[英]from a set of x items, repeat each item y times such that, y follows a normal distribution
From a set of x unique items, I need to repeat each item y times such that y follows a normal distribution. 从一组x个唯一项中,我需要重复每个项y次,以使y服从正态分布。
For example, if number of items n = 5, and y_max = 50. If we count how many times each item in my sorted list is repeated, the visual would look like this: 例如,如果项目数n = 5,并且y_max =50。
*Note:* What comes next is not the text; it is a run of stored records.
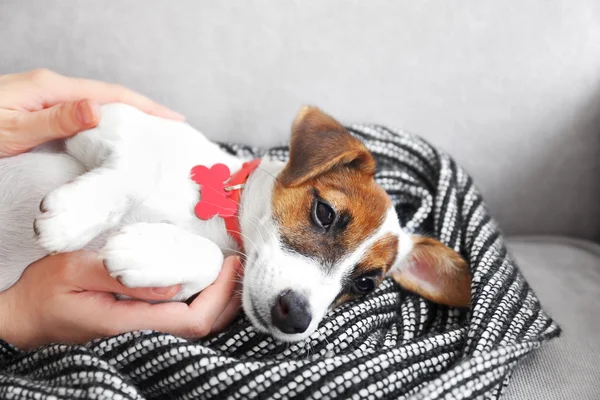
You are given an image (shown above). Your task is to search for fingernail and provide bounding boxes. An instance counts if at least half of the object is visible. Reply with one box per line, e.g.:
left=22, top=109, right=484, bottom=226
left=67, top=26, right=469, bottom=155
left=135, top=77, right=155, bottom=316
left=152, top=287, right=173, bottom=296
left=75, top=100, right=100, bottom=126
left=168, top=109, right=185, bottom=121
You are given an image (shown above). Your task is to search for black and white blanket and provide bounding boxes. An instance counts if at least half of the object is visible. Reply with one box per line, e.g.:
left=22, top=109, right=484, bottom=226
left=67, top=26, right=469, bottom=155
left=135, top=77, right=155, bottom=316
left=0, top=125, right=560, bottom=399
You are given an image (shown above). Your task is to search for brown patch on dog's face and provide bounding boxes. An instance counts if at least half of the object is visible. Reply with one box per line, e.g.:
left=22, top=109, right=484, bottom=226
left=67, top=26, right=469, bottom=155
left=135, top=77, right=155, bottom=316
left=272, top=169, right=391, bottom=268
left=272, top=107, right=391, bottom=268
left=334, top=233, right=398, bottom=307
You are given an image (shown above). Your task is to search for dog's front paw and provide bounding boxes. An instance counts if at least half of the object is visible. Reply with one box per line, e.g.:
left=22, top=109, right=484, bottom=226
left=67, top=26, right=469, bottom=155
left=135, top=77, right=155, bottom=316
left=33, top=180, right=123, bottom=252
left=102, top=223, right=223, bottom=301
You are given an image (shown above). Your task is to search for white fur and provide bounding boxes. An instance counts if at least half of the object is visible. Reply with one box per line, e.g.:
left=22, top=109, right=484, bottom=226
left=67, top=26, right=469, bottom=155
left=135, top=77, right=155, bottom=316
left=0, top=104, right=412, bottom=341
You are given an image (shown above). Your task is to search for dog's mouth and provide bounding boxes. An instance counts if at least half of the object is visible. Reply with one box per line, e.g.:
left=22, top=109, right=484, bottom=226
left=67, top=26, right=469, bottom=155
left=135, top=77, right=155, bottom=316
left=248, top=294, right=271, bottom=331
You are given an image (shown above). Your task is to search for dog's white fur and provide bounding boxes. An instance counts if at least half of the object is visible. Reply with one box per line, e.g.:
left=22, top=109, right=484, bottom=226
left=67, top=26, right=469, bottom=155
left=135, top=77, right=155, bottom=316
left=0, top=104, right=412, bottom=341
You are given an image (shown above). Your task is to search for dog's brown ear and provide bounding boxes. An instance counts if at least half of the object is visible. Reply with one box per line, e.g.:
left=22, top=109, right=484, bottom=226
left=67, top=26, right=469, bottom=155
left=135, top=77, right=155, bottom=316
left=279, top=106, right=375, bottom=186
left=389, top=235, right=471, bottom=307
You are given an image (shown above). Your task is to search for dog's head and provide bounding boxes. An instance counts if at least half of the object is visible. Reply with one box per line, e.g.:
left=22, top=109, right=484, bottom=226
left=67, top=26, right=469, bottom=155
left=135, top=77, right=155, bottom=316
left=241, top=107, right=470, bottom=341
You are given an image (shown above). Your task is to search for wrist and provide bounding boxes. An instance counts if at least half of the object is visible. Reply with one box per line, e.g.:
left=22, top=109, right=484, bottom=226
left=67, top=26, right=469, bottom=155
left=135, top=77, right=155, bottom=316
left=0, top=288, right=29, bottom=348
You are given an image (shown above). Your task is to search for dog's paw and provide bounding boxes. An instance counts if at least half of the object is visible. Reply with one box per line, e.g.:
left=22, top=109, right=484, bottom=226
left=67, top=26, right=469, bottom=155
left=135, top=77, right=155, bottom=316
left=102, top=223, right=223, bottom=301
left=33, top=180, right=123, bottom=252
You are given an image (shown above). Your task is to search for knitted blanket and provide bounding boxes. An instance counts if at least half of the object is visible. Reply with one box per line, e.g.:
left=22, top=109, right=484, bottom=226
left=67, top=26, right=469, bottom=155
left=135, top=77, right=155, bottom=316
left=0, top=125, right=560, bottom=399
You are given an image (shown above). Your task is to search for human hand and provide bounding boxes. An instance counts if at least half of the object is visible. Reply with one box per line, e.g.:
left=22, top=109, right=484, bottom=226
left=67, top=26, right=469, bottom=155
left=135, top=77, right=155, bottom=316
left=0, top=251, right=241, bottom=349
left=0, top=69, right=184, bottom=157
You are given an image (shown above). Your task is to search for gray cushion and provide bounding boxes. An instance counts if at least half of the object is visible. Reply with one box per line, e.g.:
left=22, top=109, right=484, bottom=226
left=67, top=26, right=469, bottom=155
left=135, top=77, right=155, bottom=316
left=0, top=0, right=600, bottom=239
left=506, top=237, right=600, bottom=400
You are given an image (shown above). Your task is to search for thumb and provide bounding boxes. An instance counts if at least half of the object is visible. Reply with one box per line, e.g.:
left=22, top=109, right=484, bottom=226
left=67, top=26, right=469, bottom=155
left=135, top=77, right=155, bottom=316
left=19, top=100, right=100, bottom=146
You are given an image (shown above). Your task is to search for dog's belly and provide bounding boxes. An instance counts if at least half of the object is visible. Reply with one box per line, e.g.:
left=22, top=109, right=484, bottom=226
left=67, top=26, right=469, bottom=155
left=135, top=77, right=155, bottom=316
left=0, top=105, right=242, bottom=291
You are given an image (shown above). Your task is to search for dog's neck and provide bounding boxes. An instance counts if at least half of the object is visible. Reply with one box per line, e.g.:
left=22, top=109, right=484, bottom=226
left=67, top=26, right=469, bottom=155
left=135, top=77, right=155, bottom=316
left=238, top=157, right=285, bottom=254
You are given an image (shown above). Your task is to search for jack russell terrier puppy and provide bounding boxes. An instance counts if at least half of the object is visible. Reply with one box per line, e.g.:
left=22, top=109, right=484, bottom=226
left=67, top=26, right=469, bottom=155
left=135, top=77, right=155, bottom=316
left=0, top=104, right=471, bottom=341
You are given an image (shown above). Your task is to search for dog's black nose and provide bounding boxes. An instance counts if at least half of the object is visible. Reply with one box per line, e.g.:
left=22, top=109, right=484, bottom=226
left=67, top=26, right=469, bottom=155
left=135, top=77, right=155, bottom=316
left=271, top=290, right=312, bottom=333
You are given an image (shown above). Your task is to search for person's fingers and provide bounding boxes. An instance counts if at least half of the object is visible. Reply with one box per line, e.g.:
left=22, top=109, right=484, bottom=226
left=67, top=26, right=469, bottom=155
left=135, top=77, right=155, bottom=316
left=55, top=251, right=181, bottom=300
left=41, top=75, right=185, bottom=121
left=8, top=100, right=100, bottom=148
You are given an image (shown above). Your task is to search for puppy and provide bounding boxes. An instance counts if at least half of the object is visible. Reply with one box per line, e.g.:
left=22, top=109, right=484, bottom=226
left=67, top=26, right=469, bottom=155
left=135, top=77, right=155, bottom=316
left=0, top=104, right=470, bottom=341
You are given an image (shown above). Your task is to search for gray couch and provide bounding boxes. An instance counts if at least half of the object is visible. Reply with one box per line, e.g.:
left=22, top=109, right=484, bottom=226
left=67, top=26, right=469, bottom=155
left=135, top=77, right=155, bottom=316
left=0, top=0, right=600, bottom=399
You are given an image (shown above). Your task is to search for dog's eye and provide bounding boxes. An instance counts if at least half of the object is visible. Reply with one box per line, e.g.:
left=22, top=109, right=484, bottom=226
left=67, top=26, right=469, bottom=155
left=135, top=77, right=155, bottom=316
left=313, top=200, right=335, bottom=230
left=353, top=275, right=375, bottom=294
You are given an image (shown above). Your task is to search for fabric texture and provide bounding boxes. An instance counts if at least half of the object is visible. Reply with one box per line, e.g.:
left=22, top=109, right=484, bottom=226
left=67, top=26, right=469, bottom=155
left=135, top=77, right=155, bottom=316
left=0, top=125, right=560, bottom=399
left=505, top=236, right=600, bottom=400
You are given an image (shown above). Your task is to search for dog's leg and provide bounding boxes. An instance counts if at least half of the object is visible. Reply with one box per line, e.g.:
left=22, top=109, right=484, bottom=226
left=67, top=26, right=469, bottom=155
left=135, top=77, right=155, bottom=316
left=34, top=167, right=131, bottom=252
left=101, top=223, right=223, bottom=301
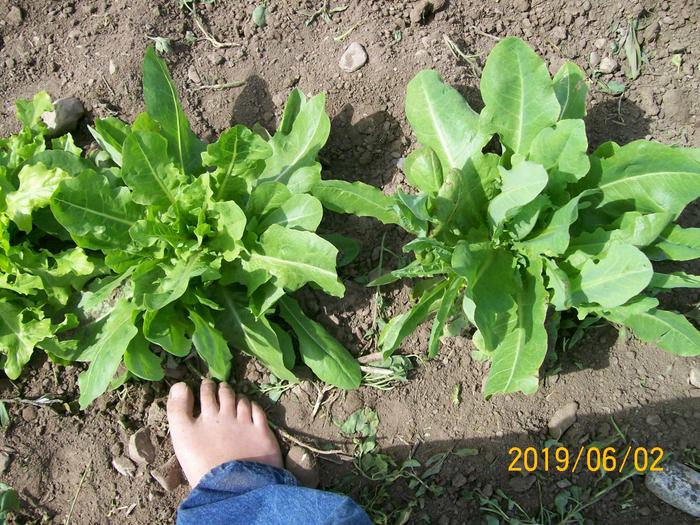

如果我们计算已排序列表中每个项目的重复次数,视觉效果将如下所示:
my_set=('a','b','c','d','e')
distribution = np.random.normal(len(my_set)/2, 1,len(my_set)).round().astype(int)
np.repeat(my_set, distribution)
I expect the result to follow a trend similar to the graph but instead, the result follows either an increasing or decreasing trend. 我希望结果遵循与图表类似的趋势,但是结果遵循上升或下降趋势。
For readability, I'll use tuples instead of repeating each item y times. 为了便于阅读,我将使用元组而不是将每个项目重复y次。
Expected result should be something like: 预期结果应为:
[('a', 2), ('b', 4), ('c', 5), ('d', 3), ('e', 1)]
Actual result : 实际结果 :
[('a', 5), ('b', 4), ('c', 3), ('d', 4), ('e', 3)]
Firstly, let us generate the desired result. 首先,让我们产生期望的结果。
my_set = ('a', 'b', 'c', 'd', 'e')
distribution = np.random.normal(len(my_set)/2, 1, 10000).round().astype(int)
result = [my_set[max(min(el, 4), 0)] for el in distribution]
np.unique(result, return_counts=True)
>>> (array(['a', 'b', 'c', 'd', 'e'], dtype='<U1'),
>>> array([ 234, 1377, 3421, 3374, 1594]))
Here we generate 10000 random values from given distribution and take corresponding letter instead of each number. 在这里,我们根据给定的分布生成10000个随机值,并采用相应的字母代替每个数字。 So counts represent just what we are looking for: the number of appearances of each letter is normally distibuted.
因此,计数仅代表我们正在寻找的东西:每个字母的出现次数通常是可分配的。
The core problem in your code is in understanding what is distribution or what value is normally distributed. 代码中的核心问题是了解什么是分布或什么值正态分布。 When we call np.random.normal what it does is just generating a variable that is normally distributed.
当我们调用np.random.normal时,它所做的只是生成一个正态分布的变量。 By definition of normal distributed it means that certain number x appears with certain probability p =
根据正态分布的定义,这意味着一定数量的x以一定的概率出现p =
.
。 From the point of view of frequencies it mean that if we run generation of variable for many times, fraction
p
of total number of trials will be x
. 从频率的角度来看,这意味着如果我们多次运行变量生成,则试验总数的分数
p
将为x
。 And that is just what we are looking for. 而这正是我们所寻找的。
In your code what you do is making such variable that numbers of occurences themselves are normally distributed. 在您的代码中,您要做的是使这样的变量:发生次数本身是正态分布的。 It means that each letter will appear
n +- s
times where s
is normally distributed. 这意味着每个字母将出现
n +- s
次,而s
正态分布。 So it is basically normal distribution with normal error. 因此它基本上是正态分布,具有正态误差。 Reading your post thoroughly, I do not think that this is the thing you're looking for.
仔细阅读您的文章,我认为这不是您想要的东西。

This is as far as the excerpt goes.